Highly developed artistic skills of the former residents of Jamno, resulted in beautifully decorated everyday items. At first it was woodcarving only: engraved geometrical and plant ornaments with a repeated heart motive, which is so typical of Jamno; in time, this also included polychromy.

The crowning achievements of the Jamno folk artistic work undoubtedly include painted armchairs and chairs: with a rich colour palette and a wonderful composition of ornamental motifs. The primary decorative elements were made with the use of templates; in spite of this, it is difficult to find two identical items. Dissimilarity was achieved by using various colours and motif compositions, which in result offered a wide range of artistic solutions. Furniture ornamentation was typical of Jamno only. It was so characteristic that even today one does not find it problematic to determine their cultural identity. The polychromy includes blue, green, red, yellow and white (with various shades) colours with floral ornaments: most frequently, these are the motifs of tulips, wild flowers, rosette and heart. The decoration was axial and symmetrical, and there is a vase in the centre.

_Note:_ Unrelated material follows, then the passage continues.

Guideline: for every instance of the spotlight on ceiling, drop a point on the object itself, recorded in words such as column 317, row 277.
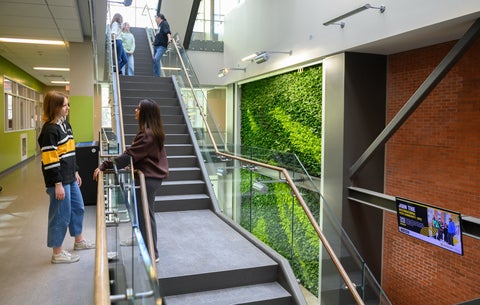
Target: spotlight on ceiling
column 261, row 57
column 225, row 71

It was also the so-called house industry, i.e. weaving and lacemaking, where the residents could pursue their artistic and aesthetic interests. The Jamno residents prided themselves on beautiful clothes. For these they used linen, fulled cloth and cotton that was weaved in the village. It was lace that constituted an important element of women’s dress. This was mainly used to ornament headgear: bonnets for married women, and above all, the so-called forehead covers: headbands that were worn both by maidens and married women. Embroidery was used less frequently in ornamentation.

Cross stitch templates have been preserved in museum collections. These templates, apart from the alphabet (letters were used for embroidering monograms on underwear, bed linen and towels: the bride’s dowry), biblical scenes, stars, single flowers and vase compositions, which were analogical to those on furniture, yet were presented in a strongly geometric form. Definitely fewer colours were used: it was green, dark blue, brown shades and occasionally red that dominate.

Another variety of embroidery used in Jamno ornamentation is the so-called linear embroidery, which is characterised by the presence only of a contour of the decorative element. For example, it was gloves that were decorated in this manner, with a heart in the centre around tulips.

Jamno residents had the sense of beauty and the need for ornamentation through all of their lives. Even tombs were decorated with polychromy just like furniture. The floral ornament constituted a frame for folk sayings of an epitaphic nature or biblical verses.

 

Nowdays  history has come full circle: Jamno and its extraordinary culture has once again become an element of the promotion of the Koszalin town.